Aujourd’hui, le chantage ressemble à un électrochoc. Encore un. Les souris dans le laboratoire y semblent habitués. Au début, on leur donnait de la nourriture comme récompense, pour accepter les électrochocs. Mais une fois habituées, on a enlevé la récompense, et ils « marchent tous seuls » vers l’électrochoc. Quelqu’un aurait dit que c’est là, la fonction de l’idéologie. A savoir que les sujets « marchent tous seuls ». Louis Althusser – qui enseignait la « lutte des classes dans la théorie » à l’Ecole Normale Supérieure et avait raté ce qui s’est passé dans les rues de ce mois de mai 1968 – avait avancé l’hypothèse des Appareils Idéologiques d’Etat qui assurent la reproduction du système [3]. L’Ecole avait une place importante. Aujourd’hui, à l’heure où l’Université se prépare de passer en « distanciel » pour maîtriser tout soupçon de protestation étudiante, on voit bien qu’au besoin, il peut très bien se transformer en appareil répressif sans passer par « l’idéologie ». De même que les Appareils (post-)Idéologiques de Marché que sont les grands media et les réseaux sociaux ont moins besoin d’opérer par la censure et l’interdit (même s’ils le font quand cela gène), en dictant la « ligne » qui devrait être suivie. Leur job, c’est une espèce d’anesthésie par l’excès, la multiplication des débordements obscènes, des propos ouvertement racistes, misogynes, des « coups de gueule » contre ceci ou cela, des images qui font mal et blaisent le sensible, jusqu’à cet endroit où cela amène à l’insensible : l’anesthésie à coup des chocs répétés… « Les singularités exceptionnelles et l’isoloir, ça va très bien ensemble » [4]. Leur job, c’est de cultiver de manière maniaque l’injonction d’exprimer « sa singularité », le « moi-je et mon selfie  », et la boulimie d’ingérer toute sorte d’avis, d’informations, de savoirs, dans un huis-clos bien serré.

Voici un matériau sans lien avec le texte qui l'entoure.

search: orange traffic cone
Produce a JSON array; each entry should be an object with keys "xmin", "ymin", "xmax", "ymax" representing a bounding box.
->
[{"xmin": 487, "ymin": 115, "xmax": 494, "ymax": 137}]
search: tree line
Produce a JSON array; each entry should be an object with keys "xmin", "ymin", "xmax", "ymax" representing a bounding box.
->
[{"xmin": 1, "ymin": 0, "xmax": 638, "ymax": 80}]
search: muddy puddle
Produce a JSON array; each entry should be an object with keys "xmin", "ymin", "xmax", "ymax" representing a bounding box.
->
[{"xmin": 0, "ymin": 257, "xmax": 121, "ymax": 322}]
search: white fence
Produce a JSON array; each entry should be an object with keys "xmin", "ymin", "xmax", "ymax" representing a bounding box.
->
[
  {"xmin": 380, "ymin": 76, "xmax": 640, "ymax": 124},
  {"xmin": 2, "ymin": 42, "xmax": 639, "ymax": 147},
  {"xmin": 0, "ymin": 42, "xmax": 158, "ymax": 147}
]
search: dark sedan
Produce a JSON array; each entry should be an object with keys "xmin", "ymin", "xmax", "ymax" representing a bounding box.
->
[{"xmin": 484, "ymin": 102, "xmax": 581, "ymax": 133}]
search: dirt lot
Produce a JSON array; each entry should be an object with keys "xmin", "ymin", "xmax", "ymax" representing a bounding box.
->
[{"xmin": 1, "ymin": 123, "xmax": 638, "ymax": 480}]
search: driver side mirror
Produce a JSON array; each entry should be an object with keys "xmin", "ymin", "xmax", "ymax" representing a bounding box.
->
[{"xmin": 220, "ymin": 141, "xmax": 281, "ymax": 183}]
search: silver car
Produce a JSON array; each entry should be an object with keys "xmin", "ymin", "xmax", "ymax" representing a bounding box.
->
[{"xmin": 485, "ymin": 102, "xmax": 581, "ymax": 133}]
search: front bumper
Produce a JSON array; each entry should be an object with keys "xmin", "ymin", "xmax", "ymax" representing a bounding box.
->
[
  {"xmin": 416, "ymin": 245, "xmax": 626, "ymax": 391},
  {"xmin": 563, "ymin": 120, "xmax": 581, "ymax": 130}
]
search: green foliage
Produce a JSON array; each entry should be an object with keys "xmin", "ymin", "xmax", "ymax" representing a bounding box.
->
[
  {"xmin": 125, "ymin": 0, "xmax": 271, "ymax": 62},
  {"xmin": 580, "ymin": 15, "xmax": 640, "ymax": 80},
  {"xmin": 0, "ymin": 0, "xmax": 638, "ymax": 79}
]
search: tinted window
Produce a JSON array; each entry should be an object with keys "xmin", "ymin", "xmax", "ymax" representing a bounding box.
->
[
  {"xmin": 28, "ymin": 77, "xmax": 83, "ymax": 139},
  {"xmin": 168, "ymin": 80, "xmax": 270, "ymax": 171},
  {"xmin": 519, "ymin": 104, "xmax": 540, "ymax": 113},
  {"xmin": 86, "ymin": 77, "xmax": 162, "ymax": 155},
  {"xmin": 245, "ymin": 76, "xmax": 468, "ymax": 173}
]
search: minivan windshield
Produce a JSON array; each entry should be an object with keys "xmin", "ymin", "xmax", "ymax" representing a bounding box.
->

Nourrir la bête. Cela fait des années que les Appareils (post-)Idéologiques de Marché nourrissent la bête fascistoïde. Il n’y a que les luttes populaires qui peuvent la mettre au régime. L’invention active des formes de « nous » respirables. Faire le pari de l’intelligence collective, chaque fois et partout où il est possible de relancer les dés. La lutte des mal classés.

Retour vers le futur.

1er mai 2022, on saura alors le résultat du deuxième tour. Le stagiaire de Mc Kinsey a gagné contre l’héritière fasciste. Bientôt, il y a aura un troisième tour, celui des législatifs, et la perspective de lui aménager au moins une cohabitation. En mathématiques, il est possible que d’une proposition fausse résulte une proposition vraie. Oui du vrai peut se déduire du faux. Alors à quand un quatrième tour ? Et un cinquième, et un sixième, et un septième… Comment enflammer le calendrier de l’ordre et déterminer les conditions de possibilité pour leur jouer des mauvais tours ?

Les souris n’ont pas besoin de conseil de vote. Les souris n’ont pas besoin de retrouver l’odeur des merguez. Les souris savent que sur le sol européen il y a des politiques assassines envers les réfugiées, chaque jour, depuis des années. Et que « ça », ce ne sont pas juste des images ni une information à ranger dans le tiroir de la vie quotidienne qui a déjà son lot de souffrance. Des mots et des actes. A chacun et à chacune de trouver où et comment

…des souris dansent.

Maria Kakogianni

[1Note de service 15 avril 2022, Université Paris 7.

[2Le 14 avril 2022, Vivendi, la filiale du groupe Bolloré, a lancé son OPA sur l’ensemble des actions Lagardère. Le premier est propriétaire d’Editis et possède déjà les éditions Plon, Presses de la Cité, Belfond, 10/18, Robert Laffont, Julliard, La Découverte, et d’autres ; le second est propriétaire d’Hachette et possède déjà Fayard, Stock, Grasset, Hatier, Larousse, Calmann-Lévy, Le Livre de poche, et d’autres. https://blogs.mediapart.fr/editionsducommun/blog/140422/pourquoi-lopa-de-bollore-nous-concerne-tous-et-toutes-0?fbclid=IwAR2Z3nEILTZYSFNBFwpQT4ObLFhMiVrPLCTlzNb-oxYeDck4KP6T0y8_an0

[3Louis Althusser, « Appareils Idéologiques d’Etat », in : Sur la reproduction, PUF, 2011.